GNOME Bugzilla – Bug 516704
Be able to connect to an Active FTP Site
Last modified: 2009-06-16 10:41:16 UTC
I am not able to set up a Server using Active FTP from the Nautilus application. It works fine with Passive FTP, but I could not find an option to tell it to use Active FTP. Unfortunately, one of the sites which I administer does not allow Passive FTP.
Hi, FTP connection handling has been rewritten for 2.22.0. Is this still an issue with this latest version of Nautilus? Also, CC-ing Benjamin.
Yes, this is still not implemented.
*** Bug 579851 has been marked as a duplicate of this bug. ***
I'm not sure we want this feature, as it: - has various security implications - probably requires quite a bit of code to implement (might be easier with gnio now?) - isn't used very widely as almost all servers allow passive connections Any reasons why it's a good idea to support it? One reason it would make sense would be server-to-server transfers (FXP), but that would require even more code inside gvfs.
Well, Benjamin, the only reason I've subscribed to this bug is because I have to access a server with active ftp connectios and, of course, I cannot change how the server is configured. I don't understand the possible security implications this may be. But, if they are important, then it would be at least nice to gvfs to say something like: The connection cannot be stablished because the server use active ftp connections, which are unsecure. The best thing to do is to warn the server administrator. Currently, no error appears, a blank page is displayed, and the user has no idea what is going on, just giving the impresion that gvfs has a bug. In all cases, the best would be to allow the user to choose if he/she wants to connect to such unsecure connection, and not to uncoditionally forbid it, in which case the user will simply download another ftp conection interface and connect to the server anyway.
commit 2839922c259b848d7689d245a055c628754dc116 Author: Benjamin Otte <otte@gnome.org> Date: Mon Jun 15 23:03:26 2009 +0200 [FTP] Bug 516704 – Be able to connect to an Active FTP Site Add initial support for the PORT command. Support for EPRT and a non-ugly API are still missing. It turns out the security issues are only for ftp servers (You don't want to allow some random client to tell you where to you open connections, that's a good method to do bad things to internal network), the code required was not that much and someone had to test the new gnio APIs for servers, so all in all quite a few reasons to implement this. ;) I'll close this bug once EPRT support has landed.
Sorry Benjamin, I didn't understand your message.
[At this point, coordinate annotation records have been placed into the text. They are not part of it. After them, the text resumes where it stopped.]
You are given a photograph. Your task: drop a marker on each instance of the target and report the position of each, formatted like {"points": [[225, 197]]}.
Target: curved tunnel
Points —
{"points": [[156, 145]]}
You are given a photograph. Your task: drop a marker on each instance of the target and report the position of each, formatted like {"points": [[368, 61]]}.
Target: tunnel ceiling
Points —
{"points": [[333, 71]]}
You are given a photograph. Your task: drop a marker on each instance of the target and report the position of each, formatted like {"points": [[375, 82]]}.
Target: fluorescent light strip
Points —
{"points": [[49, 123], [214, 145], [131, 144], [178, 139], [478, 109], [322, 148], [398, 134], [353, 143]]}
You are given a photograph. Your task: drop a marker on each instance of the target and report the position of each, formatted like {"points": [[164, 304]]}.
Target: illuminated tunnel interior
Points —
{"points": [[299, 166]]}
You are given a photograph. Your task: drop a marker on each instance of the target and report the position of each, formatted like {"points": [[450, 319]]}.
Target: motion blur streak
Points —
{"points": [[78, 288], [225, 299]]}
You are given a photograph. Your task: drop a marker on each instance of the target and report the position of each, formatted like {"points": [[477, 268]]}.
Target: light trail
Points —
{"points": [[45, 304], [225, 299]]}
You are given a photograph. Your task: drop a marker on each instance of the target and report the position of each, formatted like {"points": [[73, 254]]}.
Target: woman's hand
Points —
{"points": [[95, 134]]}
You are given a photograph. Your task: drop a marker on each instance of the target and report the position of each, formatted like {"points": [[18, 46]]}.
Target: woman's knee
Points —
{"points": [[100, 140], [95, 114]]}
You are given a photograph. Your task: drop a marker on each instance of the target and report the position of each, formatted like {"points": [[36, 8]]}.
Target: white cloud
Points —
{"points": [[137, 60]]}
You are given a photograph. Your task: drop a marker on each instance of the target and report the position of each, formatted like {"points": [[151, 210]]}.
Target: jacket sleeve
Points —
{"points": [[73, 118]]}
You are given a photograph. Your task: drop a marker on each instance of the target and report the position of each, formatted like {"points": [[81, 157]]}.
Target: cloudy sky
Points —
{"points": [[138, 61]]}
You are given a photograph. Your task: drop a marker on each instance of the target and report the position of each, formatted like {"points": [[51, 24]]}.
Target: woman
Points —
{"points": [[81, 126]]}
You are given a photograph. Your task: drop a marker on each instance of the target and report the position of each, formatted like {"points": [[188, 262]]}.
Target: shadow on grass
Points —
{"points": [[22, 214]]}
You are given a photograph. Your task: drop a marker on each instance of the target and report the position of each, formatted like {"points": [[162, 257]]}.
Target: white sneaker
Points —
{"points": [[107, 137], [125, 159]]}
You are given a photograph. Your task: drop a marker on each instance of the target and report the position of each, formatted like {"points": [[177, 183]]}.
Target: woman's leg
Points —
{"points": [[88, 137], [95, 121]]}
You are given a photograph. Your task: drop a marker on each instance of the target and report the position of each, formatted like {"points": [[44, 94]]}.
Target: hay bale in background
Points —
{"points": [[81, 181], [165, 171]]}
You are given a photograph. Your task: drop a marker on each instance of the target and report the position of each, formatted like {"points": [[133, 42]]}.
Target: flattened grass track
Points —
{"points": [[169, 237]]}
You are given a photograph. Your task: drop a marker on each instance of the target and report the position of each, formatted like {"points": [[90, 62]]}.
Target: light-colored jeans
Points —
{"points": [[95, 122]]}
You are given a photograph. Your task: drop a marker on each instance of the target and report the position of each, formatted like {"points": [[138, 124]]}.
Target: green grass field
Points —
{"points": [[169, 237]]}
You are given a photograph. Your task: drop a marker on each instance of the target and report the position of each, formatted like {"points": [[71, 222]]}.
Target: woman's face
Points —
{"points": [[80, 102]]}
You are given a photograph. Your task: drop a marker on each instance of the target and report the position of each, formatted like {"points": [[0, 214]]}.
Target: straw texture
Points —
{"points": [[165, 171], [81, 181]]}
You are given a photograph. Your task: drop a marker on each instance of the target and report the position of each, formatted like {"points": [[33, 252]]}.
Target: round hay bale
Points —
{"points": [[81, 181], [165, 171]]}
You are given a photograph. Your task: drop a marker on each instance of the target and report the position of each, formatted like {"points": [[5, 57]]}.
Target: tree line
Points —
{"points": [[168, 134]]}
The bug is fixed, will not be fixed, there was some code changed? Someone (me?) can help testing something?
It means the first part of a fix has landed. If you don't use any non-standard things (like IPv6), git master should now connect to active ftp sites. The code for IPv6 will follow later, and then I'll close the bug.
commit 19a6bf345fdb8d445e4c3683e4ca0af0a0031f0b Author: Benjamin Otte <otte@gnome.org> Date: Tue Jun 16 11:16:27 2009 +0200 [FTP] add EPRT support The code does not support some corner cases that are listed in the RFC (see inline comments), but I suspect those will never be hit. We can add those when they are hit.